Federal Reserve leaders appear poised to raise interest rates amidst growing concern about the bank’s credibility.
“Some participants believed that it would be appropriate to raise the target range for the federal funds rate relatively soon,” if the economy stays on track, according to minutes released Wednesday from the Fed’s meeting in late September.
The Fed appeared divided at its September meeting when it decided not to raise interest rates. Three of the 12 voting members on the Fed’s committee voted in favor of raising rates — an unusually high amount of dissent.
The Fed’s next two-day meeting is November 1-2. However, almost no one believes the Fed will raise rates one week before the U.S. election, even though Fed Chair Janet Yellen stresses that the election doesn’t influence its decisions.
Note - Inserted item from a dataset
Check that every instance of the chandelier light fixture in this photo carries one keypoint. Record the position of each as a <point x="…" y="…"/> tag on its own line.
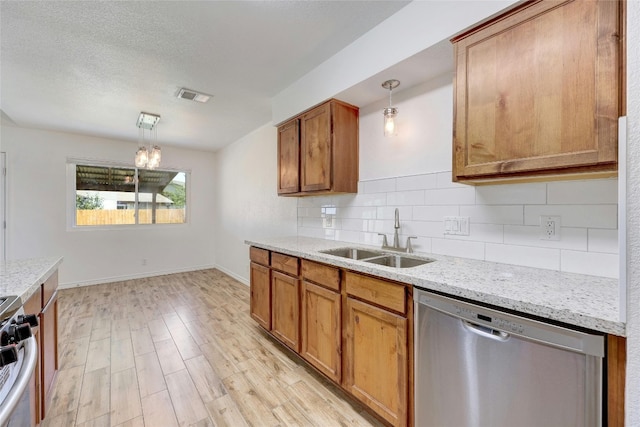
<point x="390" y="112"/>
<point x="148" y="157"/>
Wall Street bets there’s a 10% chance of a rate hike in November, but it’s betting on a 63% chance of a December rate hike, according to CME Group.
The Fed minutes also noted: “Several participants expressed concern that continuing to delay an increase in the target range…risked eroding its credibility.”
Translation: We could have a credibility problem if we don’t raise rates soon.
The word “credibility” appeared four times in the minutes from the September meeting. In every previous meeting this year it was either never mentioned or only mentioned once. For years, most Fed leaders have dismissed any notion of a credibility problem.
Many economists and investors already believe the Fed has a credibility problem. At the beginning of the year, Fed leaders projected raising rates four times. But after a slew of setbacks — low oil prices, fears of China’s downturn and a slight hiring slowdown in the U.S. — the Fed has now dialed down to one rate hike.
Fed leaders also give speeches far more often now than in past decades when Alan Greenspan led the central bank. Often, some Fed officials will argue for raising rates while others will say the Fed should wait, leaving the public confused.
The Fed raised its key interest rate in December 2015 for the first time in nearly a decade. Former Fed Chair Ben Bernanke put rates at zero in December 2008 to help the economy during the financial crisis. But given that the economy is no longer in a crisis, many economists believe it’s time to raise rates back to normal levels.
Yellen is set to deliver a speech on Friday that should help clarify the Fed’s plans going into the end of the year.